Regarding demographic and professional characteristics, participants with > 10 years of experience in cancer care performed surveillance for cancer recurrence more frequently than those with ≤ 5 years of experience. This is inconsistent with previous reports from China and Hong Kong,15,18 which indicated no significant relationship between the length of experience in cancer care and survivorship care practice. Although professional experience in cancer care could promote survivorship care practice, multifaceted assessments, rather than just lengthy assessments, are required to achieve an impact. Regarding other perspectives, a previous study observed that specialist training in cancer care was not a significant factor for increased survivorship care practice.18 Another previous study on oncologists reported that detailed training regarding the late and long-term effects of cancer was significantly associated with the provision and discussion of cancer survivorship care plans.19 There is a need for further studies to examine the utility of experience in survivorship care.

This study had several methodological limitations. First, our sample was not representative due to its small size and the fact that it was constituted through convenience sampling. Accordingly, our findings have limited generalization. One possibility is that our results may reflect the views of oncology nurses concerned with survivorship care. Additionally, biased demographic and professional characteristics could have influenced our findings, with most participants working full-time for adult inpatients in metropolitan regions. Second, our findings are based on the nurses’ self-reports. Therefore, we cannot confirm whether the reported frequency of practice corresponded to the actual frequency of practice.
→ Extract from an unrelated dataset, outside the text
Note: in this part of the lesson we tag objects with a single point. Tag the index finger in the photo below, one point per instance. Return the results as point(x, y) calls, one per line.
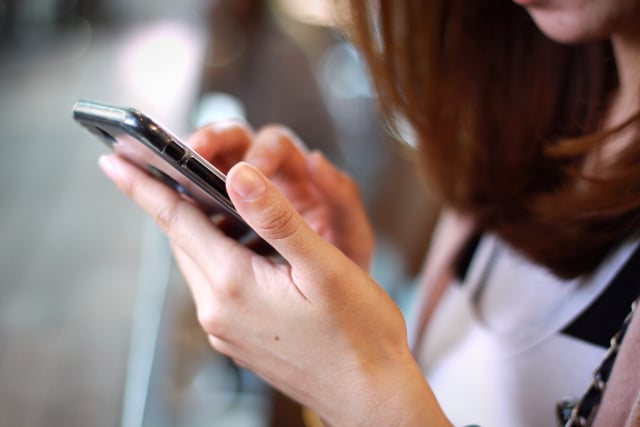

Further, the possibility of underestimation must be considered. Third, given the cross-sectional design, we could not identify causal relationships. Although we assumed that perception of responsibility and confidence levels influenced the frequency of survivorship care practice, we need to interpret the relationships among them carefully. Nonetheless, the high response rate in our study yielded findings that could help elucidate the current status and issues of cancer survivorship care in Japan.

Conclusions

This study indicated discrepancies between the perceptions of responsibility for survivorship care and care frequency. Oncology nurses in Japan face challenges in providing survivorship care contrary to their high levels of responsibility perception. Although there were multiple factors that limited optimal survivorship care provisions, most of them were individual factors. Our findings demonstrated the importance of developing and evaluating educational support specific to survivorship care in order to increase confidence levels among nurses in delivering survivorship care.

Declaration of competing interest

None declared.

Funding

Nil.

Author contributions

Sena Yamamoto: Formal analysis, Writing - Original Draft. Harue Arao: Conceptualization, Methodology, Investigation, Writing - Review & Editing, Supervision. Kaori Yagasaki: Conceptualization, Methodology, Investigation, Writing - Review & Editing, Supervision. Hiroko Komatsu: Conceptualization, Methodology, Writing - Review & Editing, Supervision, Project administration.

Acknowledgments

This study was a secondary analysis of Japanese data from the Survivorship care for patients with cancer after treatment completion in the Asia–Pacific Region: An international service-mapping study. The authors are grateful to Dr. Raymond Chan and Dr. Alex Molassiotis for their valuable advice and comments. The authors also thank the oncology practitioners who participated in this study and the clinical nurses for their support in the recruitment process.